Emergency Treatment for Adrenal Crisis  

An Addisonian crisis is a medical emergency and needs to be treated in the hospital with intravenous (IV) fluids, glucose, and corticosteroids.

Living with Addison’s Disease  

People with Addison’s disease usually need to see their endocrinologist every 6-12 months for monitoring and adjustment of medication doses. Those who develop associated health conditions, such as type 1 diabetes or hypothyroidism (underactive thyroid gland), require treatment for these conditions. 

Prognosis: What Is The Life Expectancy of a Person With Addison's Disease?

People with Addison’s disease can have a normal life expectancy with proper management of the condition and taking medication on time. However, this is a potentially life-threatening condition, and an adrenal crisis can result in death if it is not recognized and treated with emergency medical care.

Coping Strategies: What is Life Like With Addison’s Disease? 

Most people with Addison's disease can lead normal lives if they take their medicine on time. However, it is common to have bouts of fatigue and other symptoms of Addison’s disease.

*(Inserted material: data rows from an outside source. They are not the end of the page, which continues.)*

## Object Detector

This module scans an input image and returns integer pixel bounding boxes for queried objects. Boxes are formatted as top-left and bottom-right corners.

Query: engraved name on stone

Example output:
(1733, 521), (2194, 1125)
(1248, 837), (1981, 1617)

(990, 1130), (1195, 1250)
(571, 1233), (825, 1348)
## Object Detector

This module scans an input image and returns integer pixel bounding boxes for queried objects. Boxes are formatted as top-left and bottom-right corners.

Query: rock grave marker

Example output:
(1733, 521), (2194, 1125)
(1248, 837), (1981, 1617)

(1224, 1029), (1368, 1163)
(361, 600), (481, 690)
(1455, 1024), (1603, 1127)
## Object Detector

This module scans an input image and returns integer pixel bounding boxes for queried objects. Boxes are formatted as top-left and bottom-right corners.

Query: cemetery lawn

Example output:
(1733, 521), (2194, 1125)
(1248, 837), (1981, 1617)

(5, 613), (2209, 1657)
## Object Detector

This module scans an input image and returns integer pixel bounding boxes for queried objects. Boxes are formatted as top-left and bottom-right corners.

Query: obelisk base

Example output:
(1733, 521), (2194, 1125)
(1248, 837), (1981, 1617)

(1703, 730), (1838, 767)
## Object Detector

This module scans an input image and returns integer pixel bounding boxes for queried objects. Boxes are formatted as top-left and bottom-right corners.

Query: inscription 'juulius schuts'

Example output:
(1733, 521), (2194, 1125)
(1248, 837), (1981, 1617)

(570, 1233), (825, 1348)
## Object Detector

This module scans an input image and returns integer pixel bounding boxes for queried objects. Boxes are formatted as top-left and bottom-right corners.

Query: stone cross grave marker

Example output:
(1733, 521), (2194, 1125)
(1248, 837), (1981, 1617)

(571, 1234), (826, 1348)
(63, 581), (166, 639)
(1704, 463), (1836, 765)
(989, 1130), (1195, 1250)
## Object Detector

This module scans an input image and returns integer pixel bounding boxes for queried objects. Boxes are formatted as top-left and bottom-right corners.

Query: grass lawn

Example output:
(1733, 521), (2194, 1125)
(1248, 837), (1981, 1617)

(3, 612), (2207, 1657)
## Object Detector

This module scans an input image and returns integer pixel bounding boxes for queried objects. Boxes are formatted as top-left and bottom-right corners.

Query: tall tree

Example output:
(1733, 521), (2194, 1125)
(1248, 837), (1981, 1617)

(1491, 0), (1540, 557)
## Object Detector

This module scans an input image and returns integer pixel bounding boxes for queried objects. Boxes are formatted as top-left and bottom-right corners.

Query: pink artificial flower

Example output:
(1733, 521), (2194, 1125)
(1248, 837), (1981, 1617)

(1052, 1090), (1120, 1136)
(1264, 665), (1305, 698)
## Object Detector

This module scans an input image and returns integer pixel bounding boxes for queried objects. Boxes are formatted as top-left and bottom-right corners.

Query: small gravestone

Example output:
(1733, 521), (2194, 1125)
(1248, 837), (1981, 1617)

So, it’s important to learn to manage periods of tiredness and low energy.

Coping strategies to prevent psychological stress, which can trigger an adrenal crisis, include self-care measures such as:

• Making time to relax. 

• Practicing deep breathing and other relaxation techniques.

• Focusing on the positives and finding joy in small things.

Other coping strategies include:

• Tell your family and friends that you have Addison's disease so that they know what to do in case of an Addisonian crisis.

• Always have spare medicine on hand and keep some at work and in your car.

• Carry double the medicine you’ll need while going away from home.

• Keep your medicine in carry-on luggage while traveling by air. 

• Carry your steroid injection kit and medical emergency card at all times.